The doctor had no reply to this pertinent observation, as, after all, his remark about the sister had been made vaguely and without any ulterior meaning. A turn of the street brought them to the cab-stand at which Cass, as a journalist, was well known. He immediately began to question the men in a chaffing, popular way. They were ready enough to answer his questions, the more so as these were concerning the murder; but one and all declared that no particular man had hired a cab between eleven and twelve on the night of August 16th.

"Old Ike is the one to know, though," said a red-faced cabman. "He 'ave a memory like 'is own 'orse."

There was a murmur of assent at this, and old Ike, shaky, lean, ancient, more like a grey wolf than a man, was routed out of the shelter in which he was refreshing himself with tea.

"A fare on that murder night, sir? Lor', I don't quite know wot t' say 'bout that. 'Leven an' twelve was it? Well, now, sir, the chapsies at that time were at the station waiting the thayater trains. Weren't you, chapsies?"

"Ah! that we were, but you worn't, Ike," said the red-faced cabman, replying for the others. "You never does go fur them late fares."

"I wos alone on the rank, Mr. Cass, now I thinks of it, and I 'ad a fare to Pimlico, to Geneva Square, where that Silent 'Ouse murder took place."

"What was the man like?" asked Ellis, eagerly.

"It weren't no man, sir, but a gal, a short gal with a grey dress and a black cloak, straw 'at, fair 'air, plump figger, and small 'ands."

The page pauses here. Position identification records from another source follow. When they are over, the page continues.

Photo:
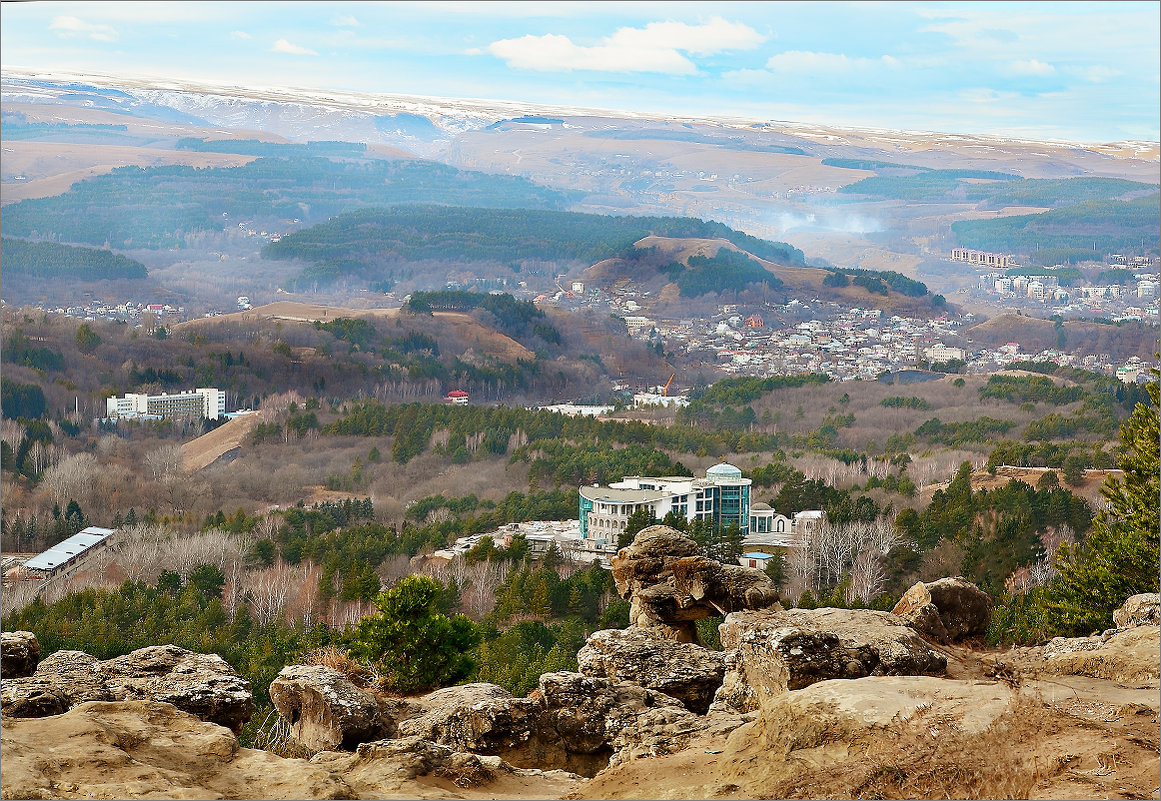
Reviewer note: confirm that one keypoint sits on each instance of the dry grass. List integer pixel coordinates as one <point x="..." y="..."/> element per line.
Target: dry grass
<point x="275" y="736"/>
<point x="360" y="675"/>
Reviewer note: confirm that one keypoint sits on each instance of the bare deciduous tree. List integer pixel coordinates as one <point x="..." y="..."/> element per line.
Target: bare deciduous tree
<point x="71" y="477"/>
<point x="141" y="550"/>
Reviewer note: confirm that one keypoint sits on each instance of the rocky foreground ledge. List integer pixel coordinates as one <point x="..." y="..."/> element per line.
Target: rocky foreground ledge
<point x="803" y="702"/>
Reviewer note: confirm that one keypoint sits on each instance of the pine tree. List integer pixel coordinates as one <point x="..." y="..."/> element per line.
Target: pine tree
<point x="1120" y="555"/>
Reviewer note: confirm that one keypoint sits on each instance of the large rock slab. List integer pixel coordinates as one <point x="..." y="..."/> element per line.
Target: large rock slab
<point x="146" y="749"/>
<point x="685" y="671"/>
<point x="778" y="651"/>
<point x="389" y="767"/>
<point x="670" y="586"/>
<point x="201" y="684"/>
<point x="19" y="654"/>
<point x="1143" y="610"/>
<point x="949" y="610"/>
<point x="569" y="722"/>
<point x="325" y="709"/>
<point x="1129" y="656"/>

"Why, Cass, he is describing Mrs. Moxton," said Ellis, wonderingly. "At what time did she take your cab, Ike?"

"Just afore arf-past 'leven, sir. Came tearing down the road wild-like and crying fit to break 'er 'eart. Jus' tumbled into m'keb, she did, an' tole me to drive t' Pimlico."

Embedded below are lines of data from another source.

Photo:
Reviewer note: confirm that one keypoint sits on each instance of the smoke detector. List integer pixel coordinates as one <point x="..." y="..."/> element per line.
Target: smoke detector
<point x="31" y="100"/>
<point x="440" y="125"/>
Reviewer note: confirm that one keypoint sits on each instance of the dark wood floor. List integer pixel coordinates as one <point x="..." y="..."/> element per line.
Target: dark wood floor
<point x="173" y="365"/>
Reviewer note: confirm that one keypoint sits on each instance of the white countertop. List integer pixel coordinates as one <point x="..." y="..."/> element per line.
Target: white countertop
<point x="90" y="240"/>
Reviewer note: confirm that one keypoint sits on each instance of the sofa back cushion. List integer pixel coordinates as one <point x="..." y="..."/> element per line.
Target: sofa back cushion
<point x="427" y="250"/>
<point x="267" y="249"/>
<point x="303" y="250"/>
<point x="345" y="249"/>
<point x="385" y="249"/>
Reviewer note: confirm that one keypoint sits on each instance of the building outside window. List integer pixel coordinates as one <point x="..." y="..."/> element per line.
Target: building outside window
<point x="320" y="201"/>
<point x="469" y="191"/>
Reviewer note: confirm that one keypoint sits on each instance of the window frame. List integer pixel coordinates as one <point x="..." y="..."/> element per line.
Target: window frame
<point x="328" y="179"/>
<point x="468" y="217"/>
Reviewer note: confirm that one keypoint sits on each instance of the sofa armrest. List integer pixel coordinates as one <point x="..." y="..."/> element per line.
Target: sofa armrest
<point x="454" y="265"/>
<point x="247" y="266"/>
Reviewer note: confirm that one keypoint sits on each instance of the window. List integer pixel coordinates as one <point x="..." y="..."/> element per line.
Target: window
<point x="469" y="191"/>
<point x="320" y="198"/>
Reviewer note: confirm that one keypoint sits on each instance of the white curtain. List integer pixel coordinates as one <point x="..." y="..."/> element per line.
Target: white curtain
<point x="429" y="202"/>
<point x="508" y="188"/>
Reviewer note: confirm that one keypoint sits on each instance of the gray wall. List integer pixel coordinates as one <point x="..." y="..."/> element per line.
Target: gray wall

"Mrs. Moxton was in our room at half-past eleven," said Cass, when finding that this was all the information obtainable they walked away. "The woman can't be Mrs. Moxton. Yet the description, fair hair, trim figure, might pass for her. I wonder who she is?"

"I know, Harry. I was right, after all. The woman who cried and fled like a guilty person was Janet Gordon, the sister of Mrs. Moxton."